The HMGB1-IL-17A axis contributes to hypoxia/reoxygenation injury via regulation of cardiomyocyte apoptosis and autophagy

Abstract

Both the high-mobility group box 1 protein (HMGB1) and interleukin (IL)-17A serve important roles in myocardial ischemia and reperfusion injury. The purpose of the present study was to evaluate whether HMGB1 could induce IL-17A secretion and lead to cardiomyocyte hypoxia/reoxygenation (H/R) injury. Neonatal rat cardiomyocytes were treated with HMGB1-neutralizing antibody, IL-17A-neutralizing antibody, recombinant HMGB1 (rHMGB1) and recombinant IL-17A (rIL-17A), respectively.

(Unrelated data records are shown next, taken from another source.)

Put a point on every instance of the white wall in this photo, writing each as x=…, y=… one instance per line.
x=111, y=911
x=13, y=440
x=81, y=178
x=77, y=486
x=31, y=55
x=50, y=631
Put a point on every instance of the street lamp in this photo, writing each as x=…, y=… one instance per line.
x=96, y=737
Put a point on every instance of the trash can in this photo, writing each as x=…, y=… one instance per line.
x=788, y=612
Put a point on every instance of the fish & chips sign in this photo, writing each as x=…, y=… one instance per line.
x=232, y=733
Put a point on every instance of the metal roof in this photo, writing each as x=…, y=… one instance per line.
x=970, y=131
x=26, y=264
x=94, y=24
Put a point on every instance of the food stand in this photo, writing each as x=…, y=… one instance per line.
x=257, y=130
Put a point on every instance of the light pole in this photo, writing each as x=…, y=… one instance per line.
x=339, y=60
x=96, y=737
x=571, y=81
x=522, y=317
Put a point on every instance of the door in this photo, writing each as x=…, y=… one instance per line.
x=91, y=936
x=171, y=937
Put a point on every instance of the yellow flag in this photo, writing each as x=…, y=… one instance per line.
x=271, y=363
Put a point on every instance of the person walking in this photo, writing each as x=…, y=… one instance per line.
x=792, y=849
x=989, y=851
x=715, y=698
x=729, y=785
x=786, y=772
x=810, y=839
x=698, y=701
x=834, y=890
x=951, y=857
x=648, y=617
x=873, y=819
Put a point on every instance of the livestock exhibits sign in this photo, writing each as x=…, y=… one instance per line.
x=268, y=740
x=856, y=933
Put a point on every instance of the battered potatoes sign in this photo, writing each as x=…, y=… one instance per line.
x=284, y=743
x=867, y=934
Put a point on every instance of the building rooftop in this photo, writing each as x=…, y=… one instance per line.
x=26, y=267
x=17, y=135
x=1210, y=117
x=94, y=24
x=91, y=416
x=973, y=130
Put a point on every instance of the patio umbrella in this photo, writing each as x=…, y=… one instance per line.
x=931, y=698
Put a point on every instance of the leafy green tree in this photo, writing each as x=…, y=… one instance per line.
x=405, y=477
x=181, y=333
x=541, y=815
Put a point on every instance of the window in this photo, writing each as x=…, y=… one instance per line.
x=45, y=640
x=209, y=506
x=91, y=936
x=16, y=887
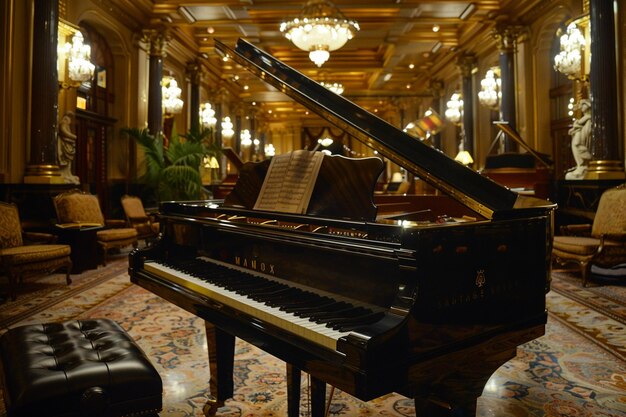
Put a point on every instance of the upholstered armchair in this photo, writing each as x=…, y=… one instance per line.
x=19, y=260
x=602, y=243
x=147, y=227
x=79, y=209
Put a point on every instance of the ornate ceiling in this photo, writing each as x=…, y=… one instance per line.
x=402, y=45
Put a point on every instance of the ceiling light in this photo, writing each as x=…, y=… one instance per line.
x=207, y=115
x=319, y=29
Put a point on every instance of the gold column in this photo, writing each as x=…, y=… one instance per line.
x=157, y=40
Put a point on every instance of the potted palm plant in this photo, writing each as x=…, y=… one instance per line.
x=172, y=172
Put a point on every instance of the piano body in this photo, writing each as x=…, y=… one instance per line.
x=425, y=296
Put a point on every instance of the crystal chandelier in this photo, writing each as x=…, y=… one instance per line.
x=207, y=115
x=319, y=29
x=491, y=92
x=336, y=88
x=78, y=56
x=570, y=59
x=172, y=104
x=227, y=128
x=454, y=110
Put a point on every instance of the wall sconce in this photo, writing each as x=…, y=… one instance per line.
x=246, y=138
x=172, y=103
x=270, y=150
x=490, y=94
x=74, y=58
x=207, y=116
x=227, y=128
x=573, y=58
x=454, y=110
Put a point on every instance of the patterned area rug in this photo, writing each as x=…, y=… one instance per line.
x=576, y=369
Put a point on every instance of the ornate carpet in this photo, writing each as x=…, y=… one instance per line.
x=576, y=369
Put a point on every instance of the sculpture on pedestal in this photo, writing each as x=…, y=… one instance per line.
x=581, y=138
x=66, y=149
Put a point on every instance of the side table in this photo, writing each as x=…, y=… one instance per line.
x=85, y=254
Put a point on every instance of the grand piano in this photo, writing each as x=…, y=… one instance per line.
x=424, y=296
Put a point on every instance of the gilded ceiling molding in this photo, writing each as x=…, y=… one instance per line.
x=157, y=39
x=506, y=35
x=466, y=62
x=194, y=71
x=436, y=86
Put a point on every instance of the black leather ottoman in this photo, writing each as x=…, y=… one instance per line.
x=77, y=368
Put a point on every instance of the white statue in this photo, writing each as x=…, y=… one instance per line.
x=581, y=140
x=66, y=148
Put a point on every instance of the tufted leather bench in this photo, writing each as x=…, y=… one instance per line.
x=77, y=368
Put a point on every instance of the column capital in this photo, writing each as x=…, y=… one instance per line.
x=506, y=35
x=466, y=62
x=157, y=40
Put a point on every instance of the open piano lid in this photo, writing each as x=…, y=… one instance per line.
x=475, y=191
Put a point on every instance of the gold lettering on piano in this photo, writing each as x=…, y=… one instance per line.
x=255, y=265
x=479, y=293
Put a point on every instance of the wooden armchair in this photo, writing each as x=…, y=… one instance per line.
x=79, y=209
x=602, y=243
x=19, y=260
x=146, y=225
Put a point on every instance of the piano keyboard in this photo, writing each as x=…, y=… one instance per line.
x=317, y=318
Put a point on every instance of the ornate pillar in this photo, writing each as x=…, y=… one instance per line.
x=505, y=36
x=436, y=88
x=194, y=72
x=606, y=162
x=466, y=63
x=42, y=167
x=157, y=40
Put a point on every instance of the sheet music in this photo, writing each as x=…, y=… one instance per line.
x=289, y=182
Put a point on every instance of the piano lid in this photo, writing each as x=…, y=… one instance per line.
x=477, y=192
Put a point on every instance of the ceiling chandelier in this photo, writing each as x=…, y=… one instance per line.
x=319, y=29
x=207, y=115
x=336, y=88
x=491, y=91
x=571, y=58
x=227, y=128
x=172, y=104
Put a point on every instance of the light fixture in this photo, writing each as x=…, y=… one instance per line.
x=227, y=128
x=74, y=58
x=464, y=157
x=270, y=150
x=210, y=162
x=572, y=59
x=336, y=88
x=246, y=138
x=490, y=92
x=207, y=115
x=325, y=142
x=172, y=104
x=319, y=29
x=454, y=110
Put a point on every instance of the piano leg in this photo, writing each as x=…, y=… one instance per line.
x=221, y=364
x=293, y=391
x=318, y=397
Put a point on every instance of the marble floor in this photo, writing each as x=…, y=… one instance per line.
x=575, y=369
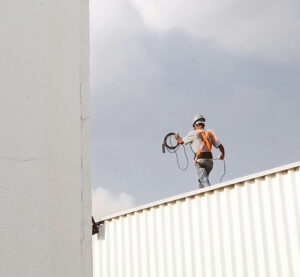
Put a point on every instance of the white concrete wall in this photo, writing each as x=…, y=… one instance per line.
x=45, y=206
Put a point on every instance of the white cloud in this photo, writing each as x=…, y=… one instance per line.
x=269, y=28
x=104, y=202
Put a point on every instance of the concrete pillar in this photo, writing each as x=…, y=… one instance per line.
x=45, y=203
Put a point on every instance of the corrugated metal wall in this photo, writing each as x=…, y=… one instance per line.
x=251, y=228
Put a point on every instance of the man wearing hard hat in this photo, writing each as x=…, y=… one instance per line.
x=201, y=141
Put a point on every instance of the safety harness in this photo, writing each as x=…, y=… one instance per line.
x=205, y=141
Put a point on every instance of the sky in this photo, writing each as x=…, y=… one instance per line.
x=155, y=64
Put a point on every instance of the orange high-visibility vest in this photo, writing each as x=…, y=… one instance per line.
x=205, y=141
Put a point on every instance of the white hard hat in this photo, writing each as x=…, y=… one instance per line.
x=198, y=118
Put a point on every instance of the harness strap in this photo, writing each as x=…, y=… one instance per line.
x=204, y=141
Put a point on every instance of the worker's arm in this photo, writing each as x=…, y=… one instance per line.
x=221, y=148
x=178, y=138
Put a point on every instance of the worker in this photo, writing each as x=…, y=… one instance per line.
x=201, y=141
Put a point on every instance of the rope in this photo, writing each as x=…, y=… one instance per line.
x=167, y=144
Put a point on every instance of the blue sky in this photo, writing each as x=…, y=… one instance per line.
x=155, y=64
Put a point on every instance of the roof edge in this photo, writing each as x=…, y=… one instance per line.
x=204, y=190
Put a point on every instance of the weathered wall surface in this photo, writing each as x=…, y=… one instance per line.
x=45, y=227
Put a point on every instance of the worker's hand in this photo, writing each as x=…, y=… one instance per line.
x=176, y=136
x=195, y=159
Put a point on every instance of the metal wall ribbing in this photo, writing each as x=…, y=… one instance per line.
x=246, y=228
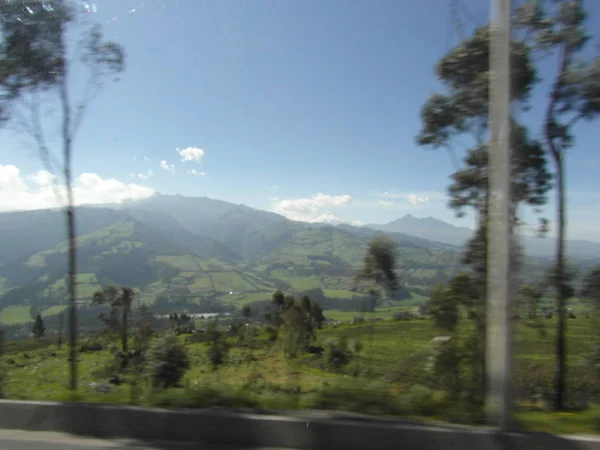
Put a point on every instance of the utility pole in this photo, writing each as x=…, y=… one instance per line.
x=498, y=339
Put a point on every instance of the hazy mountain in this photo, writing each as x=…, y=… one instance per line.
x=246, y=231
x=196, y=250
x=437, y=230
x=427, y=228
x=402, y=238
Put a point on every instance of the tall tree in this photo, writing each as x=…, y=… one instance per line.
x=557, y=29
x=379, y=264
x=35, y=64
x=120, y=303
x=462, y=110
x=38, y=329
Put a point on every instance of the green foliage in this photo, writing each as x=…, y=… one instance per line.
x=338, y=354
x=167, y=362
x=218, y=347
x=360, y=397
x=591, y=286
x=444, y=309
x=38, y=328
x=120, y=303
x=379, y=264
x=299, y=329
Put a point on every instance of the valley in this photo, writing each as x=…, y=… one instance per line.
x=197, y=255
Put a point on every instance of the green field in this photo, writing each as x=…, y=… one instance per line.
x=12, y=315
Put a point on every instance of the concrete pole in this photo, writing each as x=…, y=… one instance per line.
x=498, y=339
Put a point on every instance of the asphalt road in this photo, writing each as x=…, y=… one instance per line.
x=26, y=440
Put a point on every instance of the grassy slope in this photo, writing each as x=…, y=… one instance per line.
x=393, y=351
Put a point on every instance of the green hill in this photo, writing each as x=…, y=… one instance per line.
x=195, y=251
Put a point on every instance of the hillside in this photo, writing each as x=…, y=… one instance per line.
x=432, y=229
x=199, y=252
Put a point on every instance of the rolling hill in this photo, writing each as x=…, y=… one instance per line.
x=432, y=229
x=195, y=250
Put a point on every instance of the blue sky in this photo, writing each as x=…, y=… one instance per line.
x=308, y=108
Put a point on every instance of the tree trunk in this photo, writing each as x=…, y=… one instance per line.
x=124, y=343
x=72, y=294
x=72, y=263
x=559, y=284
x=60, y=319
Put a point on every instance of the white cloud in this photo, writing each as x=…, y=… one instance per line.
x=311, y=209
x=18, y=193
x=414, y=198
x=145, y=176
x=194, y=172
x=191, y=154
x=168, y=167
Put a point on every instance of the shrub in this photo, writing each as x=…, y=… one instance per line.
x=204, y=396
x=356, y=397
x=167, y=362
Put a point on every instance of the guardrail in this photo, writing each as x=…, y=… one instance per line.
x=297, y=430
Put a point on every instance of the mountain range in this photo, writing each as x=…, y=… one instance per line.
x=207, y=252
x=437, y=230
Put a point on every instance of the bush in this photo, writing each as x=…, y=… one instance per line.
x=167, y=362
x=358, y=397
x=204, y=396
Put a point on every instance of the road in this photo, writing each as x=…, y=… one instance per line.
x=26, y=440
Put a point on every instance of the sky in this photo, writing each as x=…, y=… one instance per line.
x=306, y=108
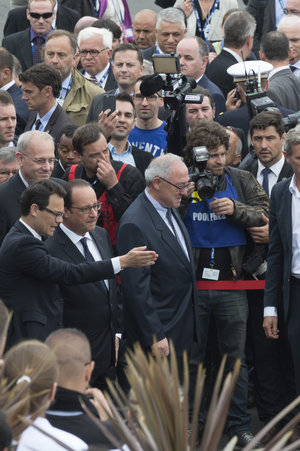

Cell viabilities, lactate dehydrogenase and creatine kinase levels were measured. Apoptotic cells were assessed by flow cytometry. The expression of HMGB1, IL-17A, microtubule-associated proteins 1A/1B light chain 3B (LC3), Beclin-1, B-cell lymphoma (Bcl)-2 and Bcl-2-associated X protein were assessed by western blot analysis. The results demonstrated that HMGB1 significantly increased the expression of IL-17A. HMGB1 or IL-17A antibody significantly ameliorated H/R-induced cell injury and improved the cell viability. In contrast, rHMGB1 or rIL-17A aggravated cell injury and inhibited the cell viability. Furthermore, cardiomyocytes were treated with HMGB1 or IL-17A antibody significantly increased Bcl-2 protein expression and had fewer apoptotic cells, whereas rHMGB1 or rIL-17A-treated cardiomyocytes markedly decreased Bcl-2 protein expression and had more apoptotic cells. Moreover, HMGB1 or IL-17A antibodies significantly inhibited H/R induced autophagy dysfunction (as determined by the inhibition of Beclin-1 expression, a lower ratio of LC3-II to LC3-I), whereas rHMGB1 or rIL-17A may promote cardiomyocyte autophagy. Together, these results suggested that the HMGB1-IL-17A axis contributes to H/R injury via regulation of cardiomyocyte apoptosis and autophagy.